For a family of five (two parents who work and three children with no income) the mean income of each family member is the total income divided by five (e.g., 60,000 ÷ 5 = 12,000). However, the median income would be zero, because more than half of the members of the family make nothing. In some situations, the mean can be much more informative than the median.

Example 9 – Comparing the mean and median

If you want to find out whether a country is wealthy or not, you might consider using the median as your measure of central tendency instead of the mean.

The mean family income could be quite high if income is highly concentrated in a few very wealthy families (despite the fact that most families might earn essentially nothing). Thus, the median family income would be a more meaningful measure—at least half the families would earn the median income or less, and at least half would earn at least as much as the median income or more.

Example 10 – Comparing the mean and median

Suppose you are applying for a job as an accountant at several large firms, and you want to get an idea of how much money you could expect to be making in five years if you join a particular firm. You may want to consider the salaries of accountants in each firm five years after they are hired.

One very high salary could make the mean salary higher; that might not reflect a typical salary within these firms. However, half the accountants make the median salary or less, and half make the median salary or more.
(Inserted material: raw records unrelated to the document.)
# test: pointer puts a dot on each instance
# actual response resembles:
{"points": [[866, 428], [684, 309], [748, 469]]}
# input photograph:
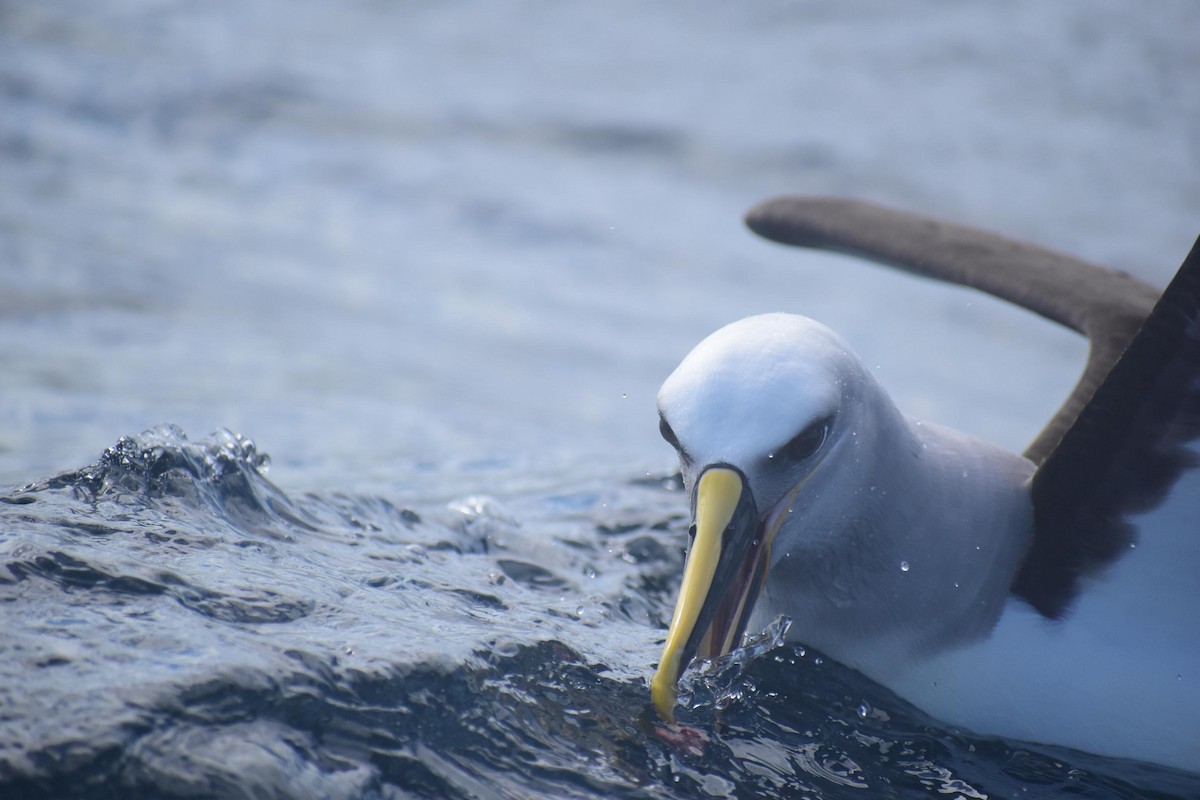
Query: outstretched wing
{"points": [[1123, 453], [1104, 305]]}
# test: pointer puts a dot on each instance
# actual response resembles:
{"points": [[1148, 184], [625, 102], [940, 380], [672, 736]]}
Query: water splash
{"points": [[720, 683]]}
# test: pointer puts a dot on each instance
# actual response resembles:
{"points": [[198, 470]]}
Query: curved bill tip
{"points": [[719, 498]]}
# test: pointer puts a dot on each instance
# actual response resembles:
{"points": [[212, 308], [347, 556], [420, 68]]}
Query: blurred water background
{"points": [[435, 258]]}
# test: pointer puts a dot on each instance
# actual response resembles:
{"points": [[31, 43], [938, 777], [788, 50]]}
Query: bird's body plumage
{"points": [[1051, 597]]}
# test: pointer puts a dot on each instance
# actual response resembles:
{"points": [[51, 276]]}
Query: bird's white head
{"points": [[765, 414]]}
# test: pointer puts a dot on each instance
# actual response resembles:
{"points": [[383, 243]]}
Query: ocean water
{"points": [[435, 259]]}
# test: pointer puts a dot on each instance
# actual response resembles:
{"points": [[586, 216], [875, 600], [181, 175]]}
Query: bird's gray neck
{"points": [[907, 547]]}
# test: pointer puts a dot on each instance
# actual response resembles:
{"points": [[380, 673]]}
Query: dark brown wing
{"points": [[1104, 305], [1123, 452], [1119, 444]]}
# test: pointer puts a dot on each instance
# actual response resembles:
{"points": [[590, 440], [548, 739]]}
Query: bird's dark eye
{"points": [[805, 443], [667, 433]]}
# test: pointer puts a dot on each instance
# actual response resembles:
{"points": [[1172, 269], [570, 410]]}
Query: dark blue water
{"points": [[177, 626], [436, 259]]}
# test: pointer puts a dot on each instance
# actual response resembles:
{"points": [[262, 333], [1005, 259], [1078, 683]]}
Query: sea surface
{"points": [[329, 342]]}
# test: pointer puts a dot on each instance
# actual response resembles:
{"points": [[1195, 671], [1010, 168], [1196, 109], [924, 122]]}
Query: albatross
{"points": [[1051, 596]]}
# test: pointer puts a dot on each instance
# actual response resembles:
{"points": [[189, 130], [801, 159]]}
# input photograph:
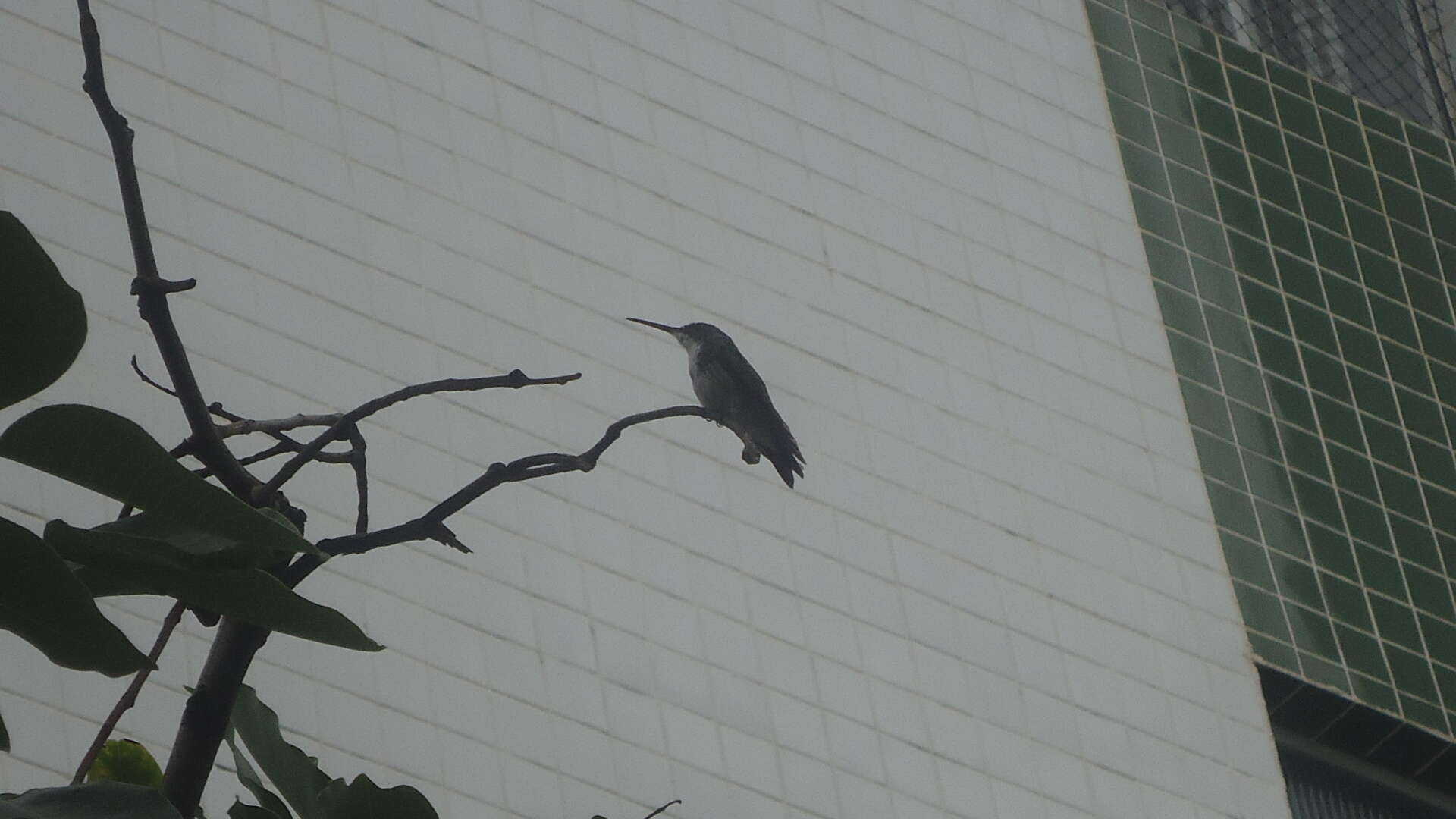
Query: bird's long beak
{"points": [[663, 327]]}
So, the measure of central tendency that would give you a better idea of a typical salary would be the median.

Example 11 – Comparing the mean and median

By choosing a measure of central tendency favourable to your point of view, you can mislead people with statistics. In fact, this is commonly done.

Imagine you are the owner of a bakery that makes and sells individual birthday cakes and huge wedding cakes.

It might be in your interest to claim to your customers that the prices have been lowered, and to claim to your shareholders that you have raised the prices. Suppose that last year you sold 100,000 birthday cakes at $10 each, and 1,000 wedding cakes at $1,000 each. This year, you sold 100,000 birthday cakes at $8 each and 1,000 wedding cakes at $1,200 each.

  • The median price of the 101,000 cakes sold last year is $10, because more than half of the items sold were birthday cakes. The median price of the 101,000 cakes sold this year is $8.
  • The mean price of the 101,000 cakes sold last year is $19.80.

    (100,000 x $10 + 1,000 x $1,000) ÷ 101,000 = $19.80
  • The mean price of the 101,000 cakes sold this year is also $19.80.

    (100,000 x $8 + 1,000 x $1,200) ÷ 101,000 = $19.80

The average price per cake sold is the same in both years. Also, the total revenue and the number of the cakes sold was the same. The idea is that you can make data appear to tell conflicting stories by choosing the appropriate measure of central tendency.

It is important to note that you do not have to use only one measure of central tendency. The mean and median can both be used, thus providing more information about the data.